Marta apartó la mirada y aceleró el paso.

— Hija, ¡espera! —suplicó él.

— ¿Qué quieres? —dijo ella, fría.

— Toma, dinero… —Javier le tendió un fajo de billetes—. Hay bastante. Ven a casa, Marta. Lorena es buena, vende abrigos de piel. Te elegiremos uno. Y a tu madre, por su cumpleaños, ¡uno de visón! Lorena me deja hacerlo.
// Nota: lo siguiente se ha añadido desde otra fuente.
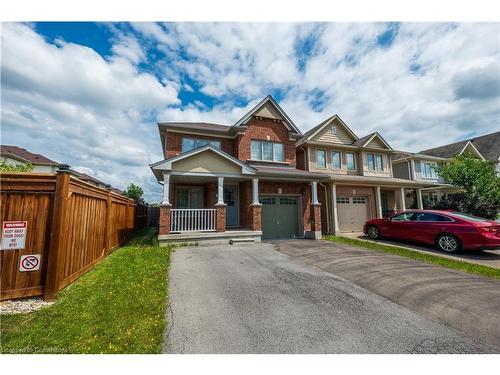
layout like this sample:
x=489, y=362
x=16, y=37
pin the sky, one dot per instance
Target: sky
x=91, y=94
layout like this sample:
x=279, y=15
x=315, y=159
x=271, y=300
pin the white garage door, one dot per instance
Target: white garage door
x=352, y=212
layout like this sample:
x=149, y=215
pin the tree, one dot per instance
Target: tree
x=479, y=182
x=4, y=167
x=134, y=191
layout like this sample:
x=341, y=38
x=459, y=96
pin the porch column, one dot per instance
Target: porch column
x=255, y=191
x=379, y=203
x=315, y=212
x=420, y=203
x=314, y=188
x=220, y=207
x=255, y=209
x=402, y=204
x=165, y=206
x=336, y=229
x=166, y=188
x=220, y=190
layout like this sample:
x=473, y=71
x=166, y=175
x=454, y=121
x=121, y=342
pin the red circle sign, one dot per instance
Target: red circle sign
x=30, y=263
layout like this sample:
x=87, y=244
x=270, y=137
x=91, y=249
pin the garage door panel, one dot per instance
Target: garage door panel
x=352, y=213
x=280, y=216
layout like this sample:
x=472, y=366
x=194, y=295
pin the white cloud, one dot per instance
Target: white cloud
x=434, y=84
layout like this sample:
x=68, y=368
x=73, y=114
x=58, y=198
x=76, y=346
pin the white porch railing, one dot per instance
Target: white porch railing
x=192, y=220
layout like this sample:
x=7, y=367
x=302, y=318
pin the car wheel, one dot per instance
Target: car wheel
x=449, y=243
x=373, y=232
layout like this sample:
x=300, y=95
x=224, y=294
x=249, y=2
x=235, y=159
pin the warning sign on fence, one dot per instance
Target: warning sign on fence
x=29, y=262
x=13, y=235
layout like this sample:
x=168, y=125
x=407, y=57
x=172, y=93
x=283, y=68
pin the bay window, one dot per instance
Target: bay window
x=267, y=150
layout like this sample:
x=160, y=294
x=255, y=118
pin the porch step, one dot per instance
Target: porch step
x=211, y=238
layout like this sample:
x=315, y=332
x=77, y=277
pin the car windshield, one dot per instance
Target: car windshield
x=469, y=217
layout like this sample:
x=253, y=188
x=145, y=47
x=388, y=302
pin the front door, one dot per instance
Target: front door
x=231, y=201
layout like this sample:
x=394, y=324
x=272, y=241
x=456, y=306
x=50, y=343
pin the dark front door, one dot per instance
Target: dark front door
x=280, y=216
x=231, y=201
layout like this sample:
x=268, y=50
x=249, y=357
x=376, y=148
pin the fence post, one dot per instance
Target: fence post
x=59, y=214
x=109, y=204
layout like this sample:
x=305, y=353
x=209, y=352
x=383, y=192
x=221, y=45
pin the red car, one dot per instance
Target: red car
x=449, y=231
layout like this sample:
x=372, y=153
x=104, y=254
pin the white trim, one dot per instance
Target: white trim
x=167, y=163
x=380, y=138
x=475, y=149
x=270, y=99
x=326, y=123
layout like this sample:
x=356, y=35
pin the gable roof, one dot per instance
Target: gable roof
x=166, y=164
x=362, y=142
x=487, y=145
x=315, y=130
x=24, y=155
x=268, y=99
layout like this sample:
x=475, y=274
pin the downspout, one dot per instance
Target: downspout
x=327, y=208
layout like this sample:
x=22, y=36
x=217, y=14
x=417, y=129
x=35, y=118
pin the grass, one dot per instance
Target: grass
x=472, y=268
x=118, y=307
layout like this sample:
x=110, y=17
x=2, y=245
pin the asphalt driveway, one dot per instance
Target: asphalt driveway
x=254, y=299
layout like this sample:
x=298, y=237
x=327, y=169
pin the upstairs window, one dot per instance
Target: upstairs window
x=189, y=144
x=320, y=158
x=351, y=161
x=336, y=163
x=267, y=150
x=429, y=170
x=375, y=162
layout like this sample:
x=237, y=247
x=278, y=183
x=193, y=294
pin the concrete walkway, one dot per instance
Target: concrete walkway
x=250, y=298
x=466, y=302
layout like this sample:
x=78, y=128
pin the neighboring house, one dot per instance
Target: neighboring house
x=262, y=175
x=236, y=182
x=14, y=155
x=423, y=166
x=361, y=184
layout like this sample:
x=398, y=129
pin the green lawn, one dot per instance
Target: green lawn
x=118, y=307
x=473, y=268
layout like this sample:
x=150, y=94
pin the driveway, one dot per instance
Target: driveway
x=250, y=298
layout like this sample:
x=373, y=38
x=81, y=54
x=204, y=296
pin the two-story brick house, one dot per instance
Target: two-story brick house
x=237, y=182
x=361, y=184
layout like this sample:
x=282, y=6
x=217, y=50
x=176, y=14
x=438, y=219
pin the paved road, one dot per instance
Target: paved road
x=254, y=299
x=466, y=302
x=489, y=258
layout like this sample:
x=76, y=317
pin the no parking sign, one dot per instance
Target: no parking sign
x=29, y=263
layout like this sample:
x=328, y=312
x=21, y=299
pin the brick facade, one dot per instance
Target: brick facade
x=173, y=144
x=265, y=129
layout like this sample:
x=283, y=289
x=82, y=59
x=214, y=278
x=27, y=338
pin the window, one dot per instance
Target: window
x=267, y=150
x=189, y=144
x=429, y=170
x=320, y=158
x=406, y=216
x=256, y=150
x=371, y=162
x=278, y=152
x=431, y=217
x=358, y=200
x=375, y=162
x=336, y=163
x=351, y=161
x=379, y=163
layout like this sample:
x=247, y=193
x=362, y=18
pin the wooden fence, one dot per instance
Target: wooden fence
x=71, y=224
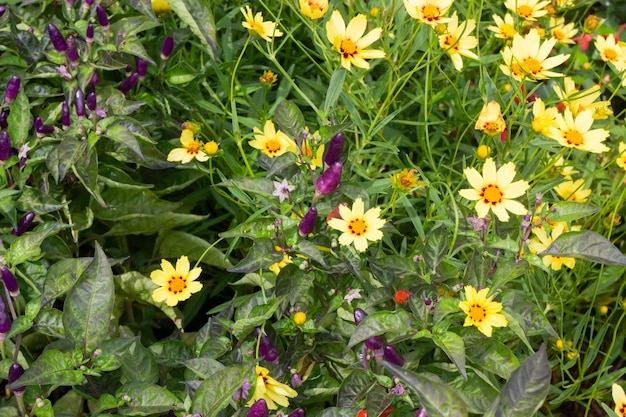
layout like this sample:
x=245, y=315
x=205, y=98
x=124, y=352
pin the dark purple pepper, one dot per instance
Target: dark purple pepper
x=79, y=102
x=72, y=52
x=259, y=409
x=330, y=179
x=142, y=66
x=65, y=115
x=58, y=41
x=335, y=149
x=92, y=104
x=129, y=83
x=167, y=48
x=15, y=372
x=103, y=19
x=13, y=88
x=5, y=146
x=307, y=225
x=391, y=355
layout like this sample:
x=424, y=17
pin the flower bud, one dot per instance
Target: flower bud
x=57, y=39
x=330, y=179
x=335, y=149
x=167, y=48
x=101, y=15
x=5, y=146
x=10, y=282
x=13, y=88
x=307, y=225
x=129, y=83
x=259, y=409
x=15, y=372
x=391, y=355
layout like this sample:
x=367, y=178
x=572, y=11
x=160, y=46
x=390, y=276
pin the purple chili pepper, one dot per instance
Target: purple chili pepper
x=330, y=179
x=307, y=225
x=13, y=88
x=5, y=146
x=335, y=149
x=58, y=41
x=167, y=48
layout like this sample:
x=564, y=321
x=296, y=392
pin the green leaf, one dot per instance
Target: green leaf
x=381, y=323
x=588, y=245
x=199, y=18
x=19, y=120
x=526, y=390
x=89, y=305
x=27, y=247
x=438, y=398
x=289, y=119
x=52, y=368
x=215, y=393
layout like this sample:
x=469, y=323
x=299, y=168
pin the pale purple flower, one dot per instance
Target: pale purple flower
x=282, y=190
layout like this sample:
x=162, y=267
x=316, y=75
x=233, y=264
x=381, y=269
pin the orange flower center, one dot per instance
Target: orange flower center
x=357, y=227
x=491, y=194
x=477, y=313
x=176, y=284
x=348, y=48
x=574, y=138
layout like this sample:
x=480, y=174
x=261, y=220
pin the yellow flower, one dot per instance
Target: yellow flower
x=314, y=9
x=161, y=6
x=350, y=42
x=527, y=9
x=620, y=400
x=272, y=391
x=358, y=226
x=457, y=40
x=271, y=142
x=543, y=119
x=266, y=30
x=176, y=284
x=562, y=32
x=192, y=148
x=494, y=190
x=490, y=119
x=430, y=12
x=541, y=241
x=504, y=29
x=530, y=57
x=575, y=132
x=573, y=191
x=481, y=311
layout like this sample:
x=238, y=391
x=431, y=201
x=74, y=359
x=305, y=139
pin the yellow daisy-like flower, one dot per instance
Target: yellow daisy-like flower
x=504, y=29
x=271, y=142
x=561, y=31
x=619, y=398
x=542, y=241
x=490, y=119
x=350, y=42
x=272, y=391
x=457, y=40
x=495, y=190
x=314, y=9
x=482, y=312
x=176, y=284
x=431, y=12
x=576, y=132
x=192, y=148
x=573, y=191
x=358, y=226
x=543, y=119
x=527, y=9
x=254, y=23
x=529, y=56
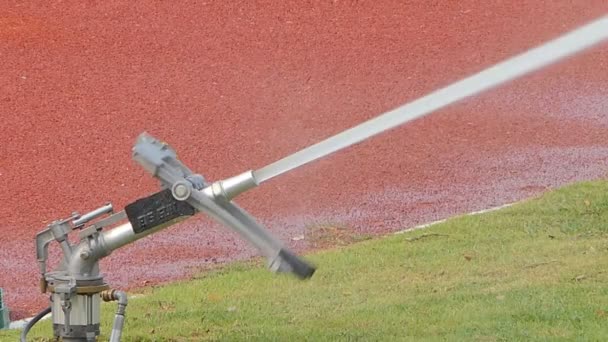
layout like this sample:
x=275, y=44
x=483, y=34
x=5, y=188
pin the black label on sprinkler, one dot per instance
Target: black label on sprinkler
x=162, y=207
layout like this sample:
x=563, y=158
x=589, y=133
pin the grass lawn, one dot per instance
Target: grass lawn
x=534, y=271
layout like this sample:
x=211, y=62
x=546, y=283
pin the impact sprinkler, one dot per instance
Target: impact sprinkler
x=77, y=287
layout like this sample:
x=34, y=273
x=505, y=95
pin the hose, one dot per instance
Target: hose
x=33, y=321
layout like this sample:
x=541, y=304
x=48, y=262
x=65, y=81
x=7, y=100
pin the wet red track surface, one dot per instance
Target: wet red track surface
x=234, y=87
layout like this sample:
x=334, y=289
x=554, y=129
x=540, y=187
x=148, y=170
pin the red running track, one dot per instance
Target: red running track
x=234, y=87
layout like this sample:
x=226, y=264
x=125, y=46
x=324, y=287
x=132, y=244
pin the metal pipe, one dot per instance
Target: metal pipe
x=31, y=323
x=119, y=318
x=229, y=188
x=93, y=214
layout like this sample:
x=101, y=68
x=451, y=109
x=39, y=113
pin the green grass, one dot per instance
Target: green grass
x=534, y=271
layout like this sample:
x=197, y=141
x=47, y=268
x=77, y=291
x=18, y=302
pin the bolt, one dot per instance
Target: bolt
x=85, y=254
x=181, y=191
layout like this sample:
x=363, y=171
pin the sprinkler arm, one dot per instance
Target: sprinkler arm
x=212, y=199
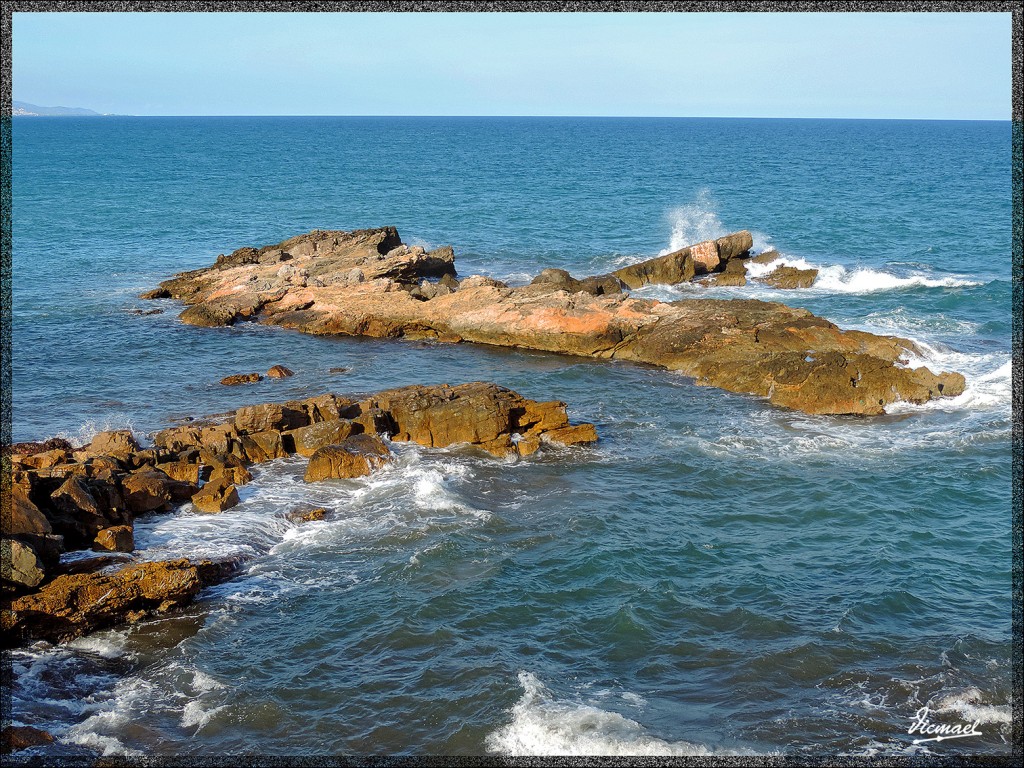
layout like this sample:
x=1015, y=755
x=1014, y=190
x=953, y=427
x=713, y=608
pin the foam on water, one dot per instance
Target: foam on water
x=543, y=724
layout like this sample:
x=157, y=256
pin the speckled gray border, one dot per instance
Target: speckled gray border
x=1016, y=7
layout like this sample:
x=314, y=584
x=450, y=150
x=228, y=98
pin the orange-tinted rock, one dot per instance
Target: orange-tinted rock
x=306, y=440
x=22, y=566
x=118, y=443
x=72, y=605
x=357, y=456
x=705, y=257
x=151, y=489
x=115, y=539
x=270, y=416
x=230, y=475
x=215, y=497
x=740, y=345
x=235, y=379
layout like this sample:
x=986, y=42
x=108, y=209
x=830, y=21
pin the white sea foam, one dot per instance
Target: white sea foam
x=543, y=724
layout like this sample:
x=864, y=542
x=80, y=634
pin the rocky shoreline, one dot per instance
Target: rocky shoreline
x=368, y=283
x=80, y=500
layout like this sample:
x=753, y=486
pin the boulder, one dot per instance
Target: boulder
x=72, y=605
x=215, y=497
x=270, y=416
x=280, y=372
x=115, y=539
x=118, y=443
x=152, y=489
x=25, y=515
x=669, y=269
x=734, y=246
x=230, y=475
x=262, y=446
x=734, y=274
x=22, y=567
x=306, y=440
x=308, y=515
x=236, y=379
x=705, y=256
x=357, y=456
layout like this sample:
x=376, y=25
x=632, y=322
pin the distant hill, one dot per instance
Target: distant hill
x=24, y=109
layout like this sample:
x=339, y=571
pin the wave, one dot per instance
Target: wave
x=544, y=725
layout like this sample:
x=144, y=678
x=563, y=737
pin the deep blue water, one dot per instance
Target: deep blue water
x=718, y=573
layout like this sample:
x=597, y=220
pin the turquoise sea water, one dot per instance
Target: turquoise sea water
x=717, y=574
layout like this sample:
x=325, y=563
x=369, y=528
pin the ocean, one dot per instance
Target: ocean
x=716, y=577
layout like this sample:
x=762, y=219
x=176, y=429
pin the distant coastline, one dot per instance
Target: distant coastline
x=25, y=110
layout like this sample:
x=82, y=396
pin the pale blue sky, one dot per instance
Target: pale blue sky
x=936, y=66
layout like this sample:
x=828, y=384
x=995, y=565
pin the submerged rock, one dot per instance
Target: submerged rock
x=72, y=605
x=787, y=355
x=236, y=379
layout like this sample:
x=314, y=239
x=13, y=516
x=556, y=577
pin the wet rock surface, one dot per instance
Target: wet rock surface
x=366, y=283
x=67, y=500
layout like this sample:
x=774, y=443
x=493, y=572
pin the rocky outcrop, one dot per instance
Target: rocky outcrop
x=72, y=605
x=62, y=499
x=366, y=284
x=355, y=457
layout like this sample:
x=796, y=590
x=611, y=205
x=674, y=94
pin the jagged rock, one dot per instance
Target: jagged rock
x=118, y=443
x=152, y=489
x=72, y=605
x=22, y=566
x=17, y=737
x=236, y=379
x=216, y=497
x=26, y=517
x=116, y=539
x=262, y=446
x=270, y=416
x=669, y=269
x=230, y=475
x=705, y=257
x=181, y=470
x=741, y=345
x=306, y=440
x=734, y=274
x=788, y=278
x=357, y=456
x=280, y=372
x=307, y=515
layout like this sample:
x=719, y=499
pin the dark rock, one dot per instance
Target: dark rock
x=216, y=497
x=72, y=605
x=236, y=379
x=280, y=372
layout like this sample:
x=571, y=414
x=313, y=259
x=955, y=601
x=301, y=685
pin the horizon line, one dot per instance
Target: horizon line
x=547, y=117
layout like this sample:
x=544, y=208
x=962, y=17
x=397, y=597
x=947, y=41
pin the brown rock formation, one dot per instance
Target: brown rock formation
x=214, y=322
x=361, y=284
x=357, y=456
x=280, y=372
x=72, y=605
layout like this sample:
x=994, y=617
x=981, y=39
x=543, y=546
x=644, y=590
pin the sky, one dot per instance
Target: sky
x=911, y=66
Pronto volaremos a Italia, a por más pieles…

— Vete… a paseo —cortó Marta.

— ¿A pasear, hija?

— A por pieles. No puedo decir otra cosa… mi educación no me lo permite, papá.

Javier se quedó helado, como si le hubieran arrojado agua fría. Sabía que en casa faltaba dinero. Vivían con lo justo, y ahora él… se lió con Lorena.

Todo empezó con un compañero, Quique. Lo invitó a casa de una amiga, y allí estaba Lorena. Al principio no le gustó—demasiado llamativa, vulgar, grande como una osa. Lo miraba como si quisiera devorarlo. Javier se quedó un rato y se fue a casa.

Esa noche mintió por primera vez a Dolores, dijo que se había quedado trabajando. El corazón le latía fuerte, la vergüenza lo ahogaba. Ella pensó que estaba enfermo, pero solo era culpa.

Luego Quique lo convenció de nuevo: «¡Media hora!». Y otra vez Lorena.

— ¿Qué pasa, Javi? ¡Ella trae pieles de Italia, tiene dos tiendas! ¡Le comprará un abrigo a Dolores, lo que quieras!

— ¿Para qué? Yo tengo a Dolores.

— ¡Venga ya! Se aburre sola. ¿Qué pierdes? ¿Un visón para Dolores, quieres?

— Quiero…

Y fue. Y otra vez, y otra. Todo por ese maldito abrigo. No supo cómo terminó en la cama con Lorena. Lloró camino a casa, asqueado, avergonzado ante Dolores. Luego ella lo supo… y no lo perdonó. Lo echó.

Lorena estaba encantada.

Esa noche, Marta estaba más oscura que una nube de tormenta.

— Martita, ¿fue a verte? —preguntó Álvaro, vacilante.

— ¿Y a ti?

Su hermano asintió.

— Le dije que no se acercara. Lo odio, un traidor.

Marta asintió.

Javier estaba desolado.

— ¿Qué te pasa, Javi? —preguntó Lorena.

— Los niños no quieren hablarme. Dolores tampoco… Les ofrecí dinero, pero son… orgullosos. Sé que lo pasan mal…

— Bueno, ella te echó —se encogió de hombros Lorena.

— Sí… pero ¿cómo lo supo? Lo hicimos todo en secreto…

Lorena se levantó de la lujosa cama—de esas que Javier nunca había visto—, dejó la copa de champán en la mesa. Bebía champán a menudo, con fresas, y obligaba a Javier, aunque él lo odiaba y era alérgico a las fresas.

— Se lo dije yo —soltó Lorena, indiferente.

— ¿Qué?

— Pues eso. No me creyó, hasta que le describí tu lunar y… que llorabas cuando… bueno, de la emoción.

— ¿Tú? ¿Por qué, Lorena? ¡Me echó!

— ¿En serio? ¿Cómo ibas a venir conmigo? Javi, ¿qué haces? ¿Adónde vas?

— A casa. Con mi mujer, con mis hijos.

— ¡Te echó, tonto!

— No importa, me perdonará. Dolores es buena. Si no… viviré en el portal.

—— Llévate tus pieles, Lorena, y no me busques más.